Outro prato que ela elabora com maestria é o pernil inteiro pururucado. Aliás carne suína é a sua predileção. Embora de origem árabe, o vizinho Charles não é muçulmano, por isso não está impedido de consumir porco — ingrediente vedado a árabes e judeus. Como todo o cristão, ele pode perfeitamente se deliciar com esse tipo de carne macia, saborosa e cada vez mais gastronômica. O que dizer da maciez da raça Duroc, que está conquistando os paladares?

Comida de beduíno

Charles tem nas veias o DNA da boa cozinha. A mãe, Najila Marar, jordaniana de 91 anos, que mora desde 1948 em Bauru (SP), até a pandemia vinha sempre a Brasília preparar o jantar de aniversário do filho, no mês de maio. Na mesa, a culinária árabe, uma das mais antigas e aromáticas do mundo, reinava com uma série de pratos todos feitos artesanalmente, como homus, quibe de bandeja, kafta de forno, arroz com lentilha, babaganuche, coalhada e o exclusivíssimo Mansaf, que tem na base, pão de folha e por cima, arroz de açafrão e carne de cordeiro cozida na coalhada com snobar (pinoli) frito na manteiga.
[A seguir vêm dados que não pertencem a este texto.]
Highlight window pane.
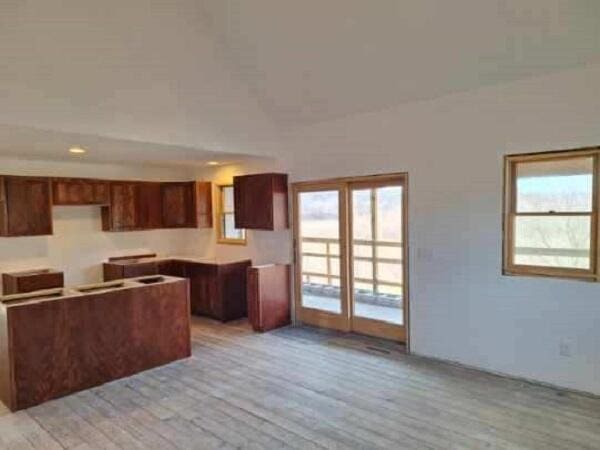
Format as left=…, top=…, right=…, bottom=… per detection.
left=221, top=186, right=233, bottom=212
left=516, top=157, right=594, bottom=212
left=299, top=190, right=342, bottom=314
left=376, top=186, right=402, bottom=242
left=223, top=213, right=244, bottom=239
left=514, top=216, right=591, bottom=269
left=300, top=191, right=340, bottom=239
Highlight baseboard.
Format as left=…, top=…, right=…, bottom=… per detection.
left=409, top=352, right=600, bottom=400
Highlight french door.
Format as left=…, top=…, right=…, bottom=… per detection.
left=293, top=174, right=408, bottom=342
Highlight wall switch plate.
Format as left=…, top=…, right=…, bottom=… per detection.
left=558, top=341, right=573, bottom=358
left=417, top=247, right=433, bottom=262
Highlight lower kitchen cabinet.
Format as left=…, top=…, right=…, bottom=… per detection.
left=186, top=260, right=251, bottom=322
left=104, top=257, right=252, bottom=322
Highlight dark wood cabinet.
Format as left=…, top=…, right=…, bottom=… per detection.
left=0, top=175, right=213, bottom=237
left=186, top=263, right=219, bottom=317
left=0, top=176, right=52, bottom=236
left=248, top=264, right=291, bottom=331
left=233, top=173, right=289, bottom=230
left=137, top=182, right=163, bottom=230
left=103, top=258, right=252, bottom=321
left=194, top=181, right=213, bottom=228
left=186, top=260, right=251, bottom=322
left=2, top=269, right=65, bottom=295
left=161, top=182, right=197, bottom=228
left=52, top=178, right=110, bottom=206
left=102, top=260, right=159, bottom=281
left=102, top=181, right=139, bottom=231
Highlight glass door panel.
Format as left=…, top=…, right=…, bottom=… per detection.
left=351, top=186, right=404, bottom=326
left=297, top=190, right=343, bottom=314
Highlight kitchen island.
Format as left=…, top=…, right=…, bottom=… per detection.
left=0, top=276, right=191, bottom=411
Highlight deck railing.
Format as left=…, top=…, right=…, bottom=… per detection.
left=301, top=237, right=402, bottom=293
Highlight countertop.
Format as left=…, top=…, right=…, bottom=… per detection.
left=0, top=275, right=183, bottom=308
left=105, top=255, right=250, bottom=266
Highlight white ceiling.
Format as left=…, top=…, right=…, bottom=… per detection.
left=202, top=0, right=600, bottom=126
left=0, top=0, right=600, bottom=164
left=0, top=125, right=258, bottom=169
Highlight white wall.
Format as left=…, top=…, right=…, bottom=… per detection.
left=0, top=159, right=210, bottom=285
left=274, top=66, right=600, bottom=394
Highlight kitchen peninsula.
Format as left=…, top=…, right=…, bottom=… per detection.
left=103, top=256, right=252, bottom=322
left=0, top=276, right=191, bottom=411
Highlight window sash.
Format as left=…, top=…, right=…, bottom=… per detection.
left=503, top=149, right=600, bottom=281
left=217, top=185, right=246, bottom=244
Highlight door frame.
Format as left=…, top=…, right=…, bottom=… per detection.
left=292, top=172, right=410, bottom=351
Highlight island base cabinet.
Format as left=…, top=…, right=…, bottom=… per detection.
left=0, top=280, right=191, bottom=411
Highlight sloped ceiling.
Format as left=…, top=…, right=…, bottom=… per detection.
left=203, top=0, right=600, bottom=126
left=0, top=0, right=600, bottom=162
left=0, top=0, right=276, bottom=161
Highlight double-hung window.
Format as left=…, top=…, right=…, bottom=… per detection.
left=504, top=149, right=600, bottom=280
left=217, top=185, right=246, bottom=245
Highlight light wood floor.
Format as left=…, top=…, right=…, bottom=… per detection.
left=0, top=319, right=600, bottom=449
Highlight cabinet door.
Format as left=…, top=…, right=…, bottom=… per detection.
left=110, top=182, right=138, bottom=231
left=52, top=178, right=109, bottom=205
left=161, top=183, right=195, bottom=228
left=138, top=183, right=162, bottom=229
left=186, top=263, right=218, bottom=318
left=5, top=177, right=52, bottom=236
left=233, top=174, right=273, bottom=230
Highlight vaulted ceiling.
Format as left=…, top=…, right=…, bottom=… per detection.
left=0, top=0, right=600, bottom=163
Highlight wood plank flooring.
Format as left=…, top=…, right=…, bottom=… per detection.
left=0, top=319, right=600, bottom=449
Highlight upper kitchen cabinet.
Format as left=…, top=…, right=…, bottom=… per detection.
left=102, top=181, right=139, bottom=231
left=137, top=182, right=163, bottom=230
left=0, top=176, right=52, bottom=236
left=233, top=173, right=289, bottom=231
left=161, top=182, right=197, bottom=228
left=52, top=178, right=110, bottom=206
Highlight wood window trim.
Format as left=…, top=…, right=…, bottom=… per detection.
left=502, top=147, right=600, bottom=281
left=217, top=184, right=247, bottom=245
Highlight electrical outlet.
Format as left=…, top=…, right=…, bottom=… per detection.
left=417, top=247, right=433, bottom=262
left=558, top=341, right=573, bottom=358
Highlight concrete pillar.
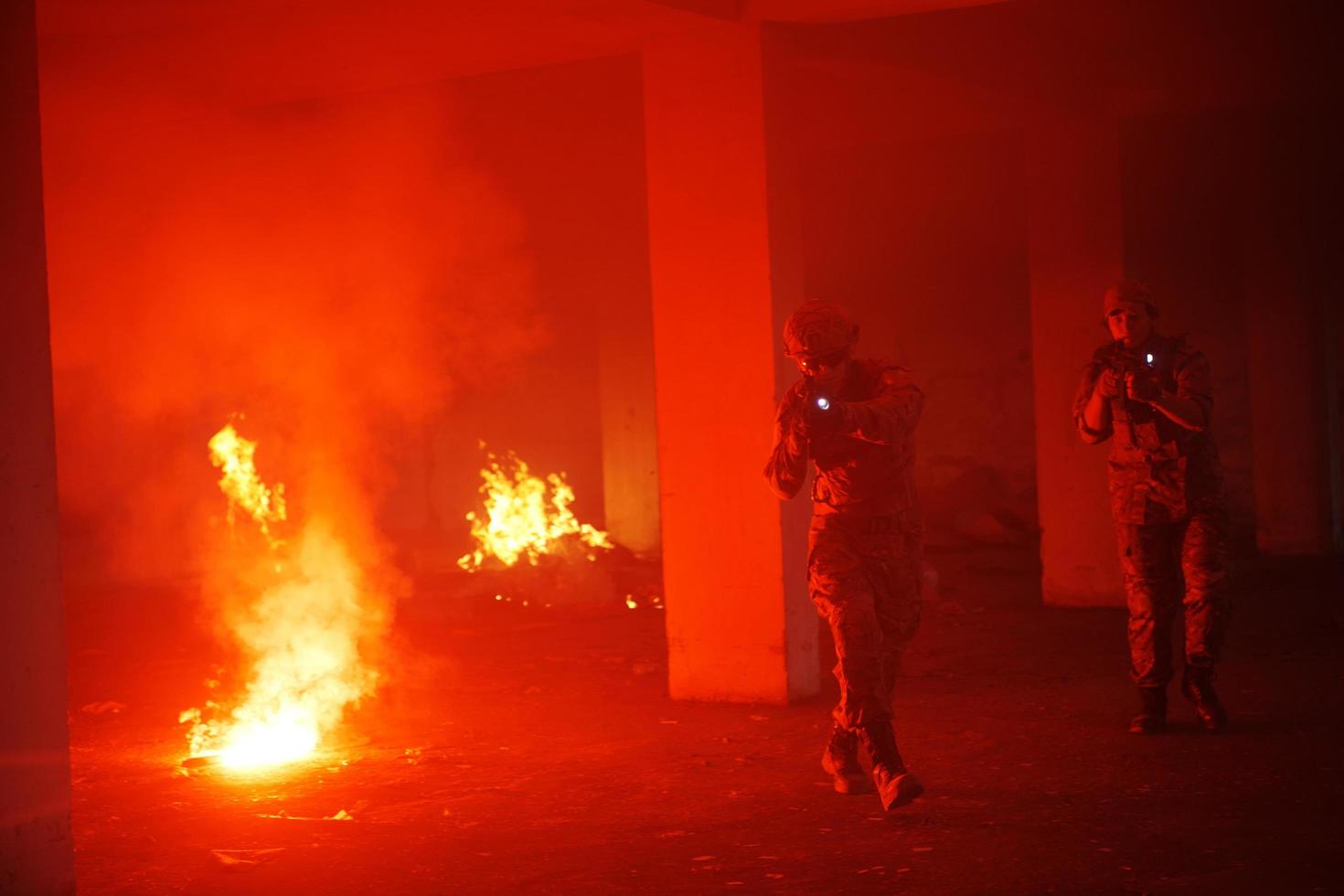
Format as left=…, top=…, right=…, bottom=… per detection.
left=1027, top=120, right=1125, bottom=607
left=598, top=298, right=658, bottom=555
left=1242, top=190, right=1335, bottom=555
left=644, top=24, right=818, bottom=701
left=0, top=0, right=74, bottom=893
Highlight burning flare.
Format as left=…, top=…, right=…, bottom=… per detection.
left=179, top=426, right=383, bottom=768
left=457, top=452, right=612, bottom=572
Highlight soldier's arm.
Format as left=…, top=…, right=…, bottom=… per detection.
left=838, top=368, right=923, bottom=444
left=1150, top=352, right=1213, bottom=432
left=764, top=389, right=807, bottom=501
left=1074, top=360, right=1115, bottom=444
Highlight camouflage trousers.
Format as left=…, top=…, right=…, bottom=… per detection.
left=807, top=513, right=923, bottom=730
left=1115, top=513, right=1230, bottom=688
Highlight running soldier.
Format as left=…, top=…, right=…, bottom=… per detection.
left=1074, top=281, right=1229, bottom=733
left=764, top=301, right=923, bottom=811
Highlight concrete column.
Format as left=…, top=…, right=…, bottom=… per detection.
left=598, top=301, right=658, bottom=555
left=644, top=24, right=818, bottom=701
left=1027, top=120, right=1125, bottom=607
left=0, top=0, right=74, bottom=893
left=1242, top=190, right=1333, bottom=555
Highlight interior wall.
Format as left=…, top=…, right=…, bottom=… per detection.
left=777, top=0, right=1341, bottom=561
left=1098, top=112, right=1255, bottom=550
left=386, top=57, right=656, bottom=566
left=43, top=46, right=648, bottom=581
left=803, top=132, right=1036, bottom=543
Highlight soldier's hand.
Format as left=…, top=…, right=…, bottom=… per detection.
left=1095, top=367, right=1125, bottom=399
left=1125, top=373, right=1161, bottom=404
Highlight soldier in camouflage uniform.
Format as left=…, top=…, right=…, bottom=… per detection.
left=1074, top=281, right=1229, bottom=733
left=764, top=301, right=923, bottom=810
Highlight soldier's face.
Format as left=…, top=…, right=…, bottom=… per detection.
left=795, top=349, right=849, bottom=389
left=1106, top=303, right=1153, bottom=348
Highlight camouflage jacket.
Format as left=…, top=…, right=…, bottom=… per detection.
left=1074, top=336, right=1223, bottom=524
left=764, top=360, right=923, bottom=515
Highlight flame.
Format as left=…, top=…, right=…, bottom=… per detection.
left=457, top=452, right=612, bottom=572
left=179, top=426, right=381, bottom=770
left=209, top=423, right=285, bottom=548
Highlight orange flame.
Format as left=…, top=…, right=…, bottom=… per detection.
left=179, top=426, right=381, bottom=770
left=209, top=423, right=285, bottom=548
left=457, top=452, right=612, bottom=572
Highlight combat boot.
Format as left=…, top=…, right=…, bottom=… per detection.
left=1129, top=687, right=1167, bottom=735
left=1180, top=667, right=1227, bottom=732
left=859, top=719, right=923, bottom=811
left=821, top=724, right=872, bottom=794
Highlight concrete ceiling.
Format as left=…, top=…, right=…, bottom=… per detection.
left=37, top=0, right=997, bottom=105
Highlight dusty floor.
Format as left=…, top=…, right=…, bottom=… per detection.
left=69, top=550, right=1344, bottom=895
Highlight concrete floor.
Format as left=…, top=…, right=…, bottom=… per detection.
left=69, top=549, right=1344, bottom=893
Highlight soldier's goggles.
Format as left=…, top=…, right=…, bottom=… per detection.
left=793, top=348, right=849, bottom=373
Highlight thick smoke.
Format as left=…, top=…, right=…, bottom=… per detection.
left=45, top=77, right=541, bottom=588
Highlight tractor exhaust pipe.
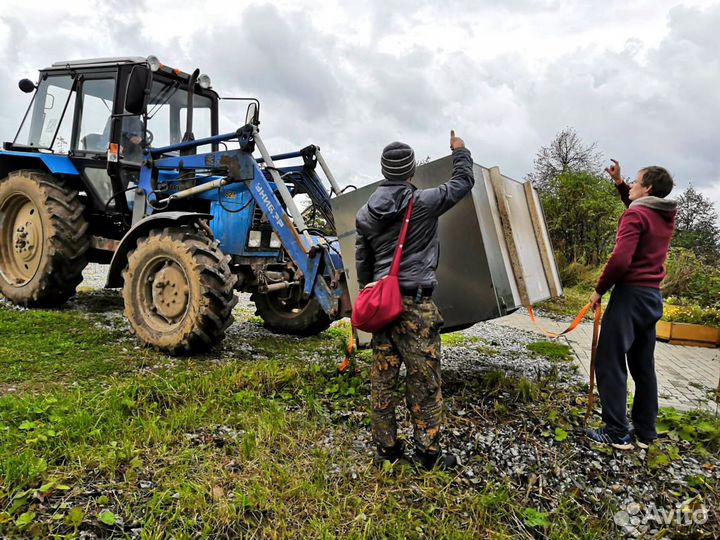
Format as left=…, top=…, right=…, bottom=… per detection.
left=262, top=281, right=300, bottom=292
left=180, top=69, right=200, bottom=156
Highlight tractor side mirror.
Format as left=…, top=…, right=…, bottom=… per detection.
left=245, top=101, right=260, bottom=126
left=18, top=79, right=37, bottom=94
left=125, top=65, right=152, bottom=115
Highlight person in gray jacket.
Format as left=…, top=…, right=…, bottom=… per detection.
left=355, top=131, right=475, bottom=469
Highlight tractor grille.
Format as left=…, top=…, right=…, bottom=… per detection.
left=252, top=201, right=272, bottom=231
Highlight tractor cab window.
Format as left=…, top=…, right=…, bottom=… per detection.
left=78, top=78, right=115, bottom=153
left=15, top=75, right=75, bottom=153
left=147, top=79, right=213, bottom=148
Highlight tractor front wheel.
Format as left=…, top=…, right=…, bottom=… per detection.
left=250, top=285, right=332, bottom=336
left=123, top=228, right=237, bottom=354
left=0, top=171, right=90, bottom=307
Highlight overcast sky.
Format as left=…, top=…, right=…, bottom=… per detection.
left=0, top=0, right=720, bottom=209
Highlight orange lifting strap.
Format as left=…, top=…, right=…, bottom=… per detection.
left=527, top=303, right=602, bottom=424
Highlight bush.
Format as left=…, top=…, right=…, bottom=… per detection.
left=662, top=248, right=720, bottom=308
left=539, top=171, right=625, bottom=264
left=560, top=261, right=603, bottom=288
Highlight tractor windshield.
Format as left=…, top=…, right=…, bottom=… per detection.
left=147, top=78, right=213, bottom=148
left=14, top=75, right=75, bottom=152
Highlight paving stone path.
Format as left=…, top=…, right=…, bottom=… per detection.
left=493, top=309, right=720, bottom=411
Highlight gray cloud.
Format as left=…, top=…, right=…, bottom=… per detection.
left=0, top=0, right=720, bottom=209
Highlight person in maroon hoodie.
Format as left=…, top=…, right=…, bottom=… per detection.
left=587, top=160, right=677, bottom=450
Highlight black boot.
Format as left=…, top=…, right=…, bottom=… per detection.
left=415, top=448, right=458, bottom=471
left=375, top=440, right=405, bottom=467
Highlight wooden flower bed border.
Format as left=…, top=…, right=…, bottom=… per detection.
left=656, top=321, right=720, bottom=347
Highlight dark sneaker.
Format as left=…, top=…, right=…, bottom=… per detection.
left=630, top=426, right=657, bottom=450
left=374, top=441, right=405, bottom=468
left=415, top=450, right=458, bottom=471
left=585, top=428, right=633, bottom=450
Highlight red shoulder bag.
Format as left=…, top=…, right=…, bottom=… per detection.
left=351, top=197, right=413, bottom=332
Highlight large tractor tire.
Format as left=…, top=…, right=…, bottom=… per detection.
left=250, top=286, right=332, bottom=336
left=0, top=171, right=90, bottom=307
left=123, top=228, right=237, bottom=354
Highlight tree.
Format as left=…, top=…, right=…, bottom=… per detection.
left=672, top=184, right=720, bottom=266
left=527, top=127, right=602, bottom=191
left=540, top=171, right=625, bottom=265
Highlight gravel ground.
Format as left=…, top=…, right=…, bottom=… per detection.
left=7, top=264, right=704, bottom=538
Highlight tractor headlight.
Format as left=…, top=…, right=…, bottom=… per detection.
left=248, top=231, right=262, bottom=247
left=270, top=233, right=282, bottom=248
left=198, top=73, right=211, bottom=90
left=145, top=55, right=162, bottom=71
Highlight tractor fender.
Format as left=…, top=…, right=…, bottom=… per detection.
left=105, top=212, right=213, bottom=289
left=0, top=150, right=80, bottom=178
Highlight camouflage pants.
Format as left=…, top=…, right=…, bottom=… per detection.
left=370, top=296, right=443, bottom=453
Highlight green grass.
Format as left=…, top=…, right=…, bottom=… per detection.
left=0, top=306, right=160, bottom=388
left=526, top=341, right=572, bottom=362
left=0, top=298, right=714, bottom=539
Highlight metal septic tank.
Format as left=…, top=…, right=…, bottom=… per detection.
left=332, top=156, right=562, bottom=336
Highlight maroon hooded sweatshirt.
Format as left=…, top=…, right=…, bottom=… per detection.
left=595, top=182, right=677, bottom=296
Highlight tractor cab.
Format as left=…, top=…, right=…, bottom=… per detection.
left=4, top=56, right=218, bottom=238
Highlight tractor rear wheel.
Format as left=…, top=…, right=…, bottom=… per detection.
left=250, top=286, right=332, bottom=336
left=0, top=170, right=90, bottom=307
left=123, top=228, right=237, bottom=354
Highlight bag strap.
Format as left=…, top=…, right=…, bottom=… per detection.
left=388, top=195, right=413, bottom=276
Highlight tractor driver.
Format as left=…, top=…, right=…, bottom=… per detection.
left=120, top=116, right=145, bottom=162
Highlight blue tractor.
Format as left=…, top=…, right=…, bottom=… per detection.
left=0, top=56, right=351, bottom=354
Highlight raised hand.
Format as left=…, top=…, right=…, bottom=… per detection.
left=450, top=129, right=465, bottom=150
left=605, top=159, right=623, bottom=184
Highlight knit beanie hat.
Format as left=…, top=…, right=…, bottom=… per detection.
left=380, top=141, right=415, bottom=180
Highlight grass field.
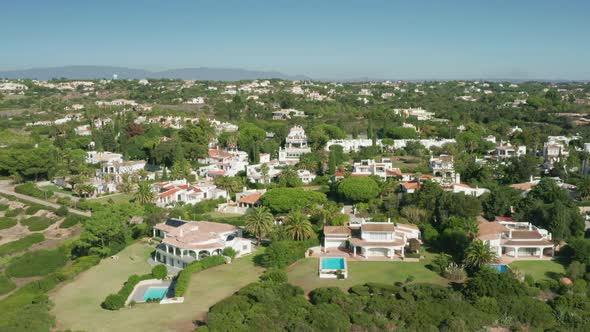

“Trata-se de uma comida típica de beduíno, que é consumida no deserto com as mãos, daí o pão servir de prato”, esclarece a brasiliense Isadora Marar, formada em nutrição e personal chef com especialização na cozinha árabe/jordaniana, que aprendeu com a avó Najila. “Quando meus filhos eram pequenos, a minha avó passava temporadas comigo me ensinando todas as receitas desenvolvidas por ela”, lembra a neta.

Na foto, Neide Pimenta e Charles Marar
Na foto, Neide Pimenta e Charles Marar | Foto: Ed Alves/CB/D.A. Press

Já o pai Charles, que também apreendeu com Najila a preparar esse banquete — cuja fartura e generosidade são uma das principais marcas da hospitalidade árabe —, nunca transformou a habilidade em negócio e sempre cozinhou para os amigos. Há dois anos, porém, não podendo receber em casa por causa da covid-19, é a filha que abastece a sua despensa e geladeira. De falafel, esfirras, homus, chanclife e outras iguarias confeccionadas por ela e oferecidas todos os sábados na feira da QI 13 do Lago Sul. “Meu pai gosta de cozinhar para as pessoas”, entrega Isadora.

Apenas amigos

“Sozinhos há mais de duas décadas, Charles e Neide bem que poderiam casar,” propõe Najila, que gostaria muito que o filho tivesse alguém. “O casamento não iria durar um só dia”, reage, com humor, Neide, ciente das diferenças de temperamento e idiossincrasias de cada um. Melhor assim, para não interromper uma amizade profunda e firme que nem a crise sanitária abalou.

Recluso por um ano e meio, Charles quando revolveu sair de casa foi comer na cozinha da Neide, um espaço amplo e equipado com muito bom gosto. Ela também é perita na decoração de mesa e o faz com muitos recursos, graças à coleção de objetos e louças, afinal um dos filhos é sócio-proprietário da principal loja de equipamentos para hotéis e restaurantes da cidade.

Neide também investe na fórmula “viajar para comer”. Ela fez parte da primeira excursão enogastronômica que o ex-adido cultural e de imprensa da Embaixada da França Christian Couesmes, promoveu, no verão europeu de 2003, para a Borgonha e Jura, tendo como destaque “um jantar inesquecível na fabulosa casa de Paul Bocuse em Lyon”, como dizia o programa. Após elogiar a qualidade da comida, Neide escreveu no diário de viagem: “Um jantar no Paul Bocuse nos impele a atitudes mais comedidas, mas isto não aconteceu. Somos um povo alegre, barulhento, feliz e não ficamos tolhidos numa cultura que não é a nossa.

Ficamos muito à vontade, rimos alto, brincamos sem deixar de sentir o prazer de um jantar à francesa, quando o serviço é perfeito e descontraído, muito mais confortável do que um buffet”. A experiência na França serviu para aprimorar a atuação nos sabores.